In any case, self-reports can be unreliable; objective changes in behavior are much better indicators of how well treatment works. The first patient I treated with neurofeedback was a good example. He was a professional man in his early fifties who defined himself as heterosexual, but he compulsively sought homosexual contact with strangers whenever he felt abandoned and misunderstood. His marriage had broken up around this issue, and he had become HIV positive; he was desperate to gain control over his behavior. During a previous therapy he had talked extensively about his sexual abuse by an uncle at around the age of eight. We assumed that his compulsion was related to that abuse, but making that connection had made no difference in his behavior. After more than a year of regular psychotherapy with a competent therapist, nothing had changed.

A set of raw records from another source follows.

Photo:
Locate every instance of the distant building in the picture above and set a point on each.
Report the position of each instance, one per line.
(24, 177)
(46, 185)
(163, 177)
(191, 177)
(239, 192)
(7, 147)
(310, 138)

A week after I started to train his brain to produce slower waves in his right temporal lobe, he had a distressing argument with a new girlfriend, and instead of going to his habitual cruising spot to find sex he decided to go fishing. I attributed that response to chance. However, over the next ten weeks, in the midst of his tumultuous relationship, he continued to find solace in fishing and began to renovate a lakeside cabin. When we skipped three weeks of neurofeedback because of our vacations schedules, his compulsion suddenly returned, suggesting that his brain had not yet stabilized its new pattern. We trained for six more months, and now, four years later, I see him about every six months for a checkup. He has felt no further impulse to engage in his dangerous sexual activities.
How did his brain come to derive comfort from fishing rather than from compulsive sexual behavior? At this point we simply don’t know. Neurofeedback changes brain connectivity patterns; the mind follows by creating new patterns of engagement.